Andrew explains many features on his open source page like:

Some practical tips

-You can of course use the app with your finger(s) but I advice you to use a stylus. Especially when choosing a feature in the advanced section you need a stylus. But also in many of the other sections, for instance "crop", a stylus is handy.

- When you use PhotProc for the first time it's advantageous to start with small files. After loading an image you first go to edit/resize, touch the 1 MP button and then choose the edit feature you want to use. These 1 MP pictures process fast and previews come up fast so you can easily gain experience. For these experiments I advise you not to change the default output quality. That quality is ok for most situations.

- You have to get used to the floating box with all the settings and sliders. Moving this box over the phone's screen you will discover other sliders that you could not see before.

- As normal, double touching a picture will result in zooming in. Often the app will take quite some time to calculate the new preview, so keep your double touching to the minimum.

- When you are ready with editing a picture you save it and when you then load another picture without first exiting PhotProc the app will automatically apply the same edits to that new loaded picture.

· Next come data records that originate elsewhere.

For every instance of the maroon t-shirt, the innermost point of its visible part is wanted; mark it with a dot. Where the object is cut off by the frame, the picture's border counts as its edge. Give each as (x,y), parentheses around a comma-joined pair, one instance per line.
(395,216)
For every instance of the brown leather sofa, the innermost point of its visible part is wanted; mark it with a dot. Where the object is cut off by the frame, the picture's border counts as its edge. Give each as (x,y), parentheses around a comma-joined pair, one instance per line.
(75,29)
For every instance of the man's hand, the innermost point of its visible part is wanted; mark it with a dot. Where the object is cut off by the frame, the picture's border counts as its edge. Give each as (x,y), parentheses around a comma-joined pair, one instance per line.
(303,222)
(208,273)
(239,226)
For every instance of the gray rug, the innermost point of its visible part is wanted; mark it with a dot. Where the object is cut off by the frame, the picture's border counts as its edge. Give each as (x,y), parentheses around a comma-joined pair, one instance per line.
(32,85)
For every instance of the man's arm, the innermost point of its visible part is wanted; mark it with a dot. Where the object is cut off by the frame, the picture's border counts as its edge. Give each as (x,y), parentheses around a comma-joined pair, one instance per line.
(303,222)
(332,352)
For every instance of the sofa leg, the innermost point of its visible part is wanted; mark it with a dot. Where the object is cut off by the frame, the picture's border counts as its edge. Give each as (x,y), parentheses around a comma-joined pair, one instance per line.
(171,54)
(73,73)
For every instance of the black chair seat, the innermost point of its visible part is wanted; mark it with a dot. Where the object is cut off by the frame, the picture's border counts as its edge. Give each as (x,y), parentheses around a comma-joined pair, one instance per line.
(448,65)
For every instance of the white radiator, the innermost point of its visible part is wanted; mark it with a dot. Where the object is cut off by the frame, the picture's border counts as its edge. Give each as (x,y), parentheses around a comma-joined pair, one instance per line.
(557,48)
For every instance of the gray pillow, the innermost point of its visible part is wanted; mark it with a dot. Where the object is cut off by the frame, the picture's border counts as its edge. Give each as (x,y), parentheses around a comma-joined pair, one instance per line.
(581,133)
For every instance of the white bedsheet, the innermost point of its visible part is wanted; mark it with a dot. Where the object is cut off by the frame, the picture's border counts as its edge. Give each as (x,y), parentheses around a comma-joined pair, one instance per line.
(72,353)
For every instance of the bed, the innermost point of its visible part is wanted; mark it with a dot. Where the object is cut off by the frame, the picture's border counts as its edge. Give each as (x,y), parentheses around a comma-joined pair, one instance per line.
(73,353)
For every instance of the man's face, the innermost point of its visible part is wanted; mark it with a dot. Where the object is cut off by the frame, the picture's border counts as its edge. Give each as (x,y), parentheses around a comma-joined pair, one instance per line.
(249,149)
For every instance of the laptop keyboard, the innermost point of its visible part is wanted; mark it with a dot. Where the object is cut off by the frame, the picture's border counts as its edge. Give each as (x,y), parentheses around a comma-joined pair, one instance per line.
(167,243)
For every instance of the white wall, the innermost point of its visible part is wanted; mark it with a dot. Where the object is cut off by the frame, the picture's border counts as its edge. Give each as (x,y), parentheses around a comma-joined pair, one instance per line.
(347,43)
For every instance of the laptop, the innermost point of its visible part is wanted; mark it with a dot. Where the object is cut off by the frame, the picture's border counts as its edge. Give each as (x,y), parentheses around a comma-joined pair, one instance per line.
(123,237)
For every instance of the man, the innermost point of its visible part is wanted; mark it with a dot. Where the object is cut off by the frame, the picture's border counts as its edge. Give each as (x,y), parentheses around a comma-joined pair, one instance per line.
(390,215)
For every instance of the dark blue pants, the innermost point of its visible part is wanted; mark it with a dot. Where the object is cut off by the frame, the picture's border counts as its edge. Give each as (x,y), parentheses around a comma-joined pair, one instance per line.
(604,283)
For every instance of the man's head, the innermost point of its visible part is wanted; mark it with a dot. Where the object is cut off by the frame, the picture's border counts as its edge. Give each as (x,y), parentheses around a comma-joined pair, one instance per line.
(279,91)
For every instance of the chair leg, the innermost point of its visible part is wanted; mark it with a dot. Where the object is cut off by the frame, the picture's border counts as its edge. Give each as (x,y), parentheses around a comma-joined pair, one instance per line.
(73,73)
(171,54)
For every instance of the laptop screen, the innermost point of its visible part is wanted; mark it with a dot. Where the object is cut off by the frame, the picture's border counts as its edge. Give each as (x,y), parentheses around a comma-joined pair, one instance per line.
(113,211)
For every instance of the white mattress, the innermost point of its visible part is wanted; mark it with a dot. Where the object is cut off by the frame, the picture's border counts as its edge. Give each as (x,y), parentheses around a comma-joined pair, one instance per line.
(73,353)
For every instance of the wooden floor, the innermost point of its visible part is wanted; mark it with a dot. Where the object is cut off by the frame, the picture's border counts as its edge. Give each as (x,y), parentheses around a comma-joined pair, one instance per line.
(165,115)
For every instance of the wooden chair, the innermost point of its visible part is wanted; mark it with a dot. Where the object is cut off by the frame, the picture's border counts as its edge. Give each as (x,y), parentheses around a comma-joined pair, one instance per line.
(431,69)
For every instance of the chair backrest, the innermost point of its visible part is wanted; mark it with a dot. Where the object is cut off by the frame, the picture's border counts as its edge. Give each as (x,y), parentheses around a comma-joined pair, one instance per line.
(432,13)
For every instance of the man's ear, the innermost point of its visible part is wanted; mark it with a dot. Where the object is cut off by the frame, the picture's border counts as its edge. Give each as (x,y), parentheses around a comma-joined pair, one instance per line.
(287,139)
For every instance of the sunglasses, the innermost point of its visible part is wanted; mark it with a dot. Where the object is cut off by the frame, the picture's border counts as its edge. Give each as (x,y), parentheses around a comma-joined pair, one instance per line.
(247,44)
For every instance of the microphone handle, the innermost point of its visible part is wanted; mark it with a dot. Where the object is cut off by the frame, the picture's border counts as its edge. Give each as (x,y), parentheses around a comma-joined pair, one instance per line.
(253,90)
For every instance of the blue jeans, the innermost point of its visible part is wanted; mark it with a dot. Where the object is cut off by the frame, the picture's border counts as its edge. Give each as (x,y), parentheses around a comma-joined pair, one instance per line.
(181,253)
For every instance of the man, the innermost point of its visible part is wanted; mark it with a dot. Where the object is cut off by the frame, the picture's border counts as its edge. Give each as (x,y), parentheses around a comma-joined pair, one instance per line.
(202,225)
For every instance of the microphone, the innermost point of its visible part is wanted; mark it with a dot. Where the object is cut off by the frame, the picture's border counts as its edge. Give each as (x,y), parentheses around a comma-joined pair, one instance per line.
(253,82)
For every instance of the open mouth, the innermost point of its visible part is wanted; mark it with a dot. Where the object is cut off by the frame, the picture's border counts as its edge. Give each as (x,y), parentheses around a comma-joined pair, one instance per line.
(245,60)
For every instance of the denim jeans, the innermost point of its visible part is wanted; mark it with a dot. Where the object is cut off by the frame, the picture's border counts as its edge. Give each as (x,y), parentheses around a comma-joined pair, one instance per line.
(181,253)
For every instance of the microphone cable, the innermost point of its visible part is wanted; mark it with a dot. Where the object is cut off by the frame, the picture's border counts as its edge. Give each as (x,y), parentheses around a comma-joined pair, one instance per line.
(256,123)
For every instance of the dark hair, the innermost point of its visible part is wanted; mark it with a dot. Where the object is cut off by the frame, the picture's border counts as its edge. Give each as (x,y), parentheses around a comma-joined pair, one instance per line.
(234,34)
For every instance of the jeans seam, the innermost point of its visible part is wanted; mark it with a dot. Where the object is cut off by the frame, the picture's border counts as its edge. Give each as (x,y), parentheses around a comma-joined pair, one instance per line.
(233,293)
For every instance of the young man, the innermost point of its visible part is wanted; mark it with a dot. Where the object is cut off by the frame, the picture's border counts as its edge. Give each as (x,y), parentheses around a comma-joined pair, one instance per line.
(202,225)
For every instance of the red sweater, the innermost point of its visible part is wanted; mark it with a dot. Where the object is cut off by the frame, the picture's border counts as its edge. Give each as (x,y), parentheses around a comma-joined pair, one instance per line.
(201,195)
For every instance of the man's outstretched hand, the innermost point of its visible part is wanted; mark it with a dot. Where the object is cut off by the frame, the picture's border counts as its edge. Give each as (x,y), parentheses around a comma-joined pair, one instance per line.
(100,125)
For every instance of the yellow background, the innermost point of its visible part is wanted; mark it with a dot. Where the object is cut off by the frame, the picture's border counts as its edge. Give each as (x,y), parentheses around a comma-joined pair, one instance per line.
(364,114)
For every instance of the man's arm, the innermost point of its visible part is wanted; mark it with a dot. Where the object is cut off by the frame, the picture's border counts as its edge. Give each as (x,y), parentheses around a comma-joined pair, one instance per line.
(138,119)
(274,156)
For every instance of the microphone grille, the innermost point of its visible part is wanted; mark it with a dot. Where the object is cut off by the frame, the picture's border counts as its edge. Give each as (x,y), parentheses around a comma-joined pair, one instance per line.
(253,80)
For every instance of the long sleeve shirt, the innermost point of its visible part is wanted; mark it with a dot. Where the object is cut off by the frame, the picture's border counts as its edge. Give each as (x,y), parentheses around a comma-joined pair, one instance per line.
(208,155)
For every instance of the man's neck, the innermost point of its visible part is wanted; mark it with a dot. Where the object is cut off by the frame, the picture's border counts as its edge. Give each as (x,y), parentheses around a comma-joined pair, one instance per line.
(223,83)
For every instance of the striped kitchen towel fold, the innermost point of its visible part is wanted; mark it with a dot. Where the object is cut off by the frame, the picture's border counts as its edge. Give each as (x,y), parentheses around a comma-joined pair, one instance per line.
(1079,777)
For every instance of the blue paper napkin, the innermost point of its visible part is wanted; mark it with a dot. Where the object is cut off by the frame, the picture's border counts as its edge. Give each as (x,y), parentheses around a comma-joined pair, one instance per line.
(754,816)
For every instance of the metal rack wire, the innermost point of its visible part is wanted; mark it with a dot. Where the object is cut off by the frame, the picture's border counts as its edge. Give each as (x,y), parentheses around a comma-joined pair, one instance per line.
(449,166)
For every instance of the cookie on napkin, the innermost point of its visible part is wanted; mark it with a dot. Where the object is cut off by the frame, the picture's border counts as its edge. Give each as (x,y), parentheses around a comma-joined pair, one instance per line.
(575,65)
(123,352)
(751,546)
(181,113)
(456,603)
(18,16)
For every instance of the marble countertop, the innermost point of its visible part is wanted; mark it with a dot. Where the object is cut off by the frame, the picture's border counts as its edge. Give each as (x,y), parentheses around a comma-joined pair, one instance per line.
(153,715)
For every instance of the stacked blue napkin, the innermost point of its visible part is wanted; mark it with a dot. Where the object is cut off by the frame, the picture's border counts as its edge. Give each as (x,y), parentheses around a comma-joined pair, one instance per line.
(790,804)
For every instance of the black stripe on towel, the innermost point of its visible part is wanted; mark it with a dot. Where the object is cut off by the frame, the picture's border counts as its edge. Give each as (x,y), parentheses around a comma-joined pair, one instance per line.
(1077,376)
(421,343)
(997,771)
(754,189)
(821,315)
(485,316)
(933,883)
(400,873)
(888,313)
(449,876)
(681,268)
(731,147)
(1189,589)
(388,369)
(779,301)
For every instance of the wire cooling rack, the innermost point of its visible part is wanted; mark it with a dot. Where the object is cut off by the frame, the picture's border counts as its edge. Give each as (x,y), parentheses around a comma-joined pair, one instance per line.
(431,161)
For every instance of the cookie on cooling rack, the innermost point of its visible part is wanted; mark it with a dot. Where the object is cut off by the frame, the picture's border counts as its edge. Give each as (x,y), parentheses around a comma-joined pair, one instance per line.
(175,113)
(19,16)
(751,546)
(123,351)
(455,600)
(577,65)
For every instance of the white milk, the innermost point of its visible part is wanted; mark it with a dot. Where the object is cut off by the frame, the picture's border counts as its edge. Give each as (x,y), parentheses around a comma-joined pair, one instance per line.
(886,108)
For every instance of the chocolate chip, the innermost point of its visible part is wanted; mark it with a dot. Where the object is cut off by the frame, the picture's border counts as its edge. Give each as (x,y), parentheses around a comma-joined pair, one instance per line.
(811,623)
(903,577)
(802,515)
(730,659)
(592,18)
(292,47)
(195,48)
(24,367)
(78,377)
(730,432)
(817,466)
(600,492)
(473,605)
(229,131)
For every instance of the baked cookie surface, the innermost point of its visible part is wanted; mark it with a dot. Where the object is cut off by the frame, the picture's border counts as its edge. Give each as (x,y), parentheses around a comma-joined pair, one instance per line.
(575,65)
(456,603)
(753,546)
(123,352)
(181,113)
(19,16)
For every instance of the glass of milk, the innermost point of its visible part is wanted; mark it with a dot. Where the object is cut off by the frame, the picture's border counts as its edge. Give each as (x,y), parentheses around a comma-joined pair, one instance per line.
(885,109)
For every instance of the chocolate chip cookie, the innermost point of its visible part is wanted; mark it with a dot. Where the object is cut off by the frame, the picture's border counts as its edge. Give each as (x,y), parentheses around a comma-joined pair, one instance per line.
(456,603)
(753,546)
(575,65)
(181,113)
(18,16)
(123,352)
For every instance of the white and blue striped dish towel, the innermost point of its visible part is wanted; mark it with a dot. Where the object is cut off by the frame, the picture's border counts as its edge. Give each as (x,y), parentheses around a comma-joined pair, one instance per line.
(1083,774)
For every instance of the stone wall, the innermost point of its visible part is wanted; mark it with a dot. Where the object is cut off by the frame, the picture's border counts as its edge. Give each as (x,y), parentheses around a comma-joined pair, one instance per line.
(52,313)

- When you are at home you can connect a big screen via a HDMI cable and all of a sudden it feels if you are editing with a (sort of) photoshop program. Especially when you also attach a mouse via the USB OTG.
But I found that the cursor of the mouse tends to disappear unexpectedly from time to time so I ended up with the next configuration where I work with a stylus on the phone's screen.
I have to admit that this big screen workflow is a bit overdone, but I like to tests things to the extreme. The real thing of course is doing some quick in-phone edits right after the shooting and sharing the results with your 808 right away. And preferably on a terrace with a nice glass of wine at hand!

Some more test results
I did a lot of testing so I have many "befores" and "afters" pictures. Part of them you can see by clicking Tests.
To end this article I show some of them below.

Sunset nearby my home

In the Schiedam municipal museum

In the Japanese garden The Hague.

Also in the Japanese garden in The Hague

Zooming in (artificial insect on artificial flower) at the event on September 25 where Nokia presented the Lumia 1020 in the Netherlands.

To prevent misunderstanding, the picture below is taken with the 808.

Last remarks and links
You can follow the development of PhotProc since may 2013 by clicking Discussion
Andrew's sourceforge page is Here
A set with many other examples I made is on Flickr

PhotProc has many advanced color features. Far too many to discuss them all here. To be honest, I have not yet mastered them all up till now. But even when you don't touch these advanced things, 808 users can benefit greatly from the app.

Now that we know that Nokia, as per January 2014, will no longer support the development of Symbian apps it is a blessing that gifted developers like Andrew don't give up.